I feel like I’m stuck in diet mentality world. I know how to lose the weight and I get fired up and start back on my protocol. I do models every day. I practice thoughts. I allow urges and I plan my food the night before. I generally find it easy for about a week, lose 2kg, then it gets a little more challenging but I persist and then in the 3rd week when I think I’ve got it I start overeating continually and regain the 2 kg with a little more.
I decided my impossible goal would be to lose the weight again because it was really beginning to feel impossible. I thought what I needed was to approach it with more kindness and compassion and curiosity. But the pattern repeated and I have been overeating since Wednesday and now I’ve regained what I lost since Xmas.
I’m sitting down and examining where it went wrong.
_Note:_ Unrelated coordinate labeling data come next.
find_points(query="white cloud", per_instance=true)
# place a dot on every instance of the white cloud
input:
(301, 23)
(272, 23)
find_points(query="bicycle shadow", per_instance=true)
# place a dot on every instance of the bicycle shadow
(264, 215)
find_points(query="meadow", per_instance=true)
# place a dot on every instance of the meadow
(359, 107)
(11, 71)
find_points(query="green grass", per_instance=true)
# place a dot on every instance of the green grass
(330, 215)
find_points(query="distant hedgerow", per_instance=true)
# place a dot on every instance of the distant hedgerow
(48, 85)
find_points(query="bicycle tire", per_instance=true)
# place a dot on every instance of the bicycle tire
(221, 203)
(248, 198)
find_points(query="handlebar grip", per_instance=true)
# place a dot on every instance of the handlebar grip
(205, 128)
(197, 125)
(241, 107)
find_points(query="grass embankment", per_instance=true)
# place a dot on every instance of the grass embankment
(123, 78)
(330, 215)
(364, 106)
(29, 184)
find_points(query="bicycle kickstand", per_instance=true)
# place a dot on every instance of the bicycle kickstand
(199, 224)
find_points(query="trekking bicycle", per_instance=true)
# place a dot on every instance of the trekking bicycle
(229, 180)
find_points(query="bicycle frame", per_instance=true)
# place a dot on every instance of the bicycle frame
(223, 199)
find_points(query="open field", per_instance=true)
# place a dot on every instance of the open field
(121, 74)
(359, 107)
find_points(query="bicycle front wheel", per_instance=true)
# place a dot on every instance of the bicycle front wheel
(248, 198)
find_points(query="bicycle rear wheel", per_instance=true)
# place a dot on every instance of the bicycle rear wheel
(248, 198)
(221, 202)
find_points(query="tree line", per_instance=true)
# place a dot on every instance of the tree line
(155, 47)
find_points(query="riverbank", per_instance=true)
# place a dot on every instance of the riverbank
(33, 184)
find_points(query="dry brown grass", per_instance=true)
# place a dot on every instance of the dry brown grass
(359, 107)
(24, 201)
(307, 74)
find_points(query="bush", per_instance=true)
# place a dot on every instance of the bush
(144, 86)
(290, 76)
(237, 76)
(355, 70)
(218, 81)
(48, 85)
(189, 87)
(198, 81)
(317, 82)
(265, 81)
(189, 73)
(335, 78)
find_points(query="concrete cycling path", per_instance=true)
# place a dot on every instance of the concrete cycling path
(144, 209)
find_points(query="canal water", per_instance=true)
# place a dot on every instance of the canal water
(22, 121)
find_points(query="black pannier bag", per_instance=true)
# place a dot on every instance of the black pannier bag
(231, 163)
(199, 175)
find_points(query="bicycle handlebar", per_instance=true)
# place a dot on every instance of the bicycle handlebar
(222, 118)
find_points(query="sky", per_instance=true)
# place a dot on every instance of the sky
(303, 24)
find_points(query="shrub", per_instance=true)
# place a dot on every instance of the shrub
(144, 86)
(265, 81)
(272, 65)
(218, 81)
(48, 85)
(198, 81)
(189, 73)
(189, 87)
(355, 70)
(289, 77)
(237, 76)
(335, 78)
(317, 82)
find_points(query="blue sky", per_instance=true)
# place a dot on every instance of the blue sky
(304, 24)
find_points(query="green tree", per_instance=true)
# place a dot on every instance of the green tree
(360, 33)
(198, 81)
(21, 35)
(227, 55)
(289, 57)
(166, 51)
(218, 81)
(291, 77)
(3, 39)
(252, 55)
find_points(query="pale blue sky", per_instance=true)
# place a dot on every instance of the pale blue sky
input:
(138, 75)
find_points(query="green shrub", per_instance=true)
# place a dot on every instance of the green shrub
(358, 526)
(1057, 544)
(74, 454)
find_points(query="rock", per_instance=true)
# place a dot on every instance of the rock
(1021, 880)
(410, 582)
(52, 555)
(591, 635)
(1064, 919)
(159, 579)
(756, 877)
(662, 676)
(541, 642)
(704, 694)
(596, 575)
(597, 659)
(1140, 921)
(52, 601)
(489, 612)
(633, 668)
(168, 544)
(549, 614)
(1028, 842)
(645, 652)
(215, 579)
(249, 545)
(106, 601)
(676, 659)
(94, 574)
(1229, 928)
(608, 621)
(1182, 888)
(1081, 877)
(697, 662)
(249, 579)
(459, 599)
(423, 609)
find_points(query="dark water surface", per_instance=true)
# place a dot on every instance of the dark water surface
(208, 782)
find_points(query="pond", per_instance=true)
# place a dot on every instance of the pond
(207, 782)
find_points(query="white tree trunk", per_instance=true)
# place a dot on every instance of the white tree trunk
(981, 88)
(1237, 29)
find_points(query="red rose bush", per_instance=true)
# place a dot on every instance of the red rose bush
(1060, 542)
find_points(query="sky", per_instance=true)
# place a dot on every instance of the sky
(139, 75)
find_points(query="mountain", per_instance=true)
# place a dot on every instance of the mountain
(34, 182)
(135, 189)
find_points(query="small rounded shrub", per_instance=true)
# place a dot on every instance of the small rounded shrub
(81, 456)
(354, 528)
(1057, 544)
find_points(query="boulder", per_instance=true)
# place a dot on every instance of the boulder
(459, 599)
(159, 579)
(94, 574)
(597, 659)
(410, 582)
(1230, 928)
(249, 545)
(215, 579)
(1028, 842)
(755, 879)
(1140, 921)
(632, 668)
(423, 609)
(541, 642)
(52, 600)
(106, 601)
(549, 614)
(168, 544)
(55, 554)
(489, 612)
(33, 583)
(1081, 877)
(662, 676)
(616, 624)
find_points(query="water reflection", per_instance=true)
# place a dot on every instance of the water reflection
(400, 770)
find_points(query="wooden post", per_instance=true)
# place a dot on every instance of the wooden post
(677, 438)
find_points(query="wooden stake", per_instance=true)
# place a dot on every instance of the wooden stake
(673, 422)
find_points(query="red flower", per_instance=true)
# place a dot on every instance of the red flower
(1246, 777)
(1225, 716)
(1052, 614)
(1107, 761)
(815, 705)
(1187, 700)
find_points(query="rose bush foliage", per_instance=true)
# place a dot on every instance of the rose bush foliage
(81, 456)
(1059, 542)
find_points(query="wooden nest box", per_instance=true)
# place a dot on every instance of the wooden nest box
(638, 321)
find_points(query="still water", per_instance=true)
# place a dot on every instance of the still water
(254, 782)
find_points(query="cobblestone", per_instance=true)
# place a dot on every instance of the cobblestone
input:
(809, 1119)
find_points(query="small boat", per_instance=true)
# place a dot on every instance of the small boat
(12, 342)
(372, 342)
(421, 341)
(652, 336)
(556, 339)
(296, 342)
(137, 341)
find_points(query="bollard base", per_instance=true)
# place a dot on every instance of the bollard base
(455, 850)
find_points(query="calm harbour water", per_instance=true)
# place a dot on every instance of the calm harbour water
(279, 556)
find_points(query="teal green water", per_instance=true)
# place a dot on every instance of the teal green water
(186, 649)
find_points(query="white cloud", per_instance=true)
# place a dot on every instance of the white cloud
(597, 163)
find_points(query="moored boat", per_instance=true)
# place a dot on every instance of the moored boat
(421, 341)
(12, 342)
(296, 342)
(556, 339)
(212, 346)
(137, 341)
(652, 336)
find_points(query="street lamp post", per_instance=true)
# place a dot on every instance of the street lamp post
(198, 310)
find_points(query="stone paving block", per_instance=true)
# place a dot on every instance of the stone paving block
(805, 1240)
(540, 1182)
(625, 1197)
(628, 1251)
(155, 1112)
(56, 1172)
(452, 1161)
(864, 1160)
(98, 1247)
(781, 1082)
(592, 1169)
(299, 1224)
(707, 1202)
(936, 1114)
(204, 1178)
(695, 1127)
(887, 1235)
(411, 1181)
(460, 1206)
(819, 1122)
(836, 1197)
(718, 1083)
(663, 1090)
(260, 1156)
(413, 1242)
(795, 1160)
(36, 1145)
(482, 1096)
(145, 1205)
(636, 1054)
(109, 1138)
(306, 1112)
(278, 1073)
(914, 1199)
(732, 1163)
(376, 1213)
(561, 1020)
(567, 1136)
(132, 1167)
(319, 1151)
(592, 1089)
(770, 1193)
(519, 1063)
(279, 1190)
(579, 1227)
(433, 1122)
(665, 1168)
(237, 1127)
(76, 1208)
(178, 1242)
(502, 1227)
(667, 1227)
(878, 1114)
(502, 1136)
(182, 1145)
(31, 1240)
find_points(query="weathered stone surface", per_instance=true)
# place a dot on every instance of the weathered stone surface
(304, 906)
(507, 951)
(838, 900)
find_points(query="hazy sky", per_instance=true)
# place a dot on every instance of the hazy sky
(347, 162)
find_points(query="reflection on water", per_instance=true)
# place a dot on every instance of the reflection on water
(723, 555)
I think my biggest problem is using food to ‘reward’ or ‘comfort’ myself when things don’t go well and I want to fix a strong emotion. And then there is the thought that I might as well continue I’ll get back on track tomorrow which repeats itself. Also the thought I’ll lose the weight again, I’ll just overeat today.
So these are the thought errors that stop me from getting back on protocol quickly.
Oh, the other one is I have nothing else to look forward to in my life. Or this is my only pleasure.
So I see this and I know it is my problem.
But on top of this is the thought ‘I’ve been doing this for so long and I just keep failing, what’s the point is doing this work again, I’m just going to fail again.’
And that model goes:
c weight loss plan
t I’ve been doing this for so long, I’m just going to fail again
a continue to eat
r weight gain, ‘failure’
So as I plan to eat nsnf tomorrow and choose my hard and allow urges that thought keeps sneakily coming up sprinkling it’s hopelessness all over and making me want to quit again.
I’m not going to quit but I’m also scared to try, and I’m just so tired of this cycle. How do I change that thought when it feels like a fact completely proven by my year’s weight chart and the last 4 days.
I’m desperate to make this work but I’ve tried so many times I can’t make myself believe this will be different.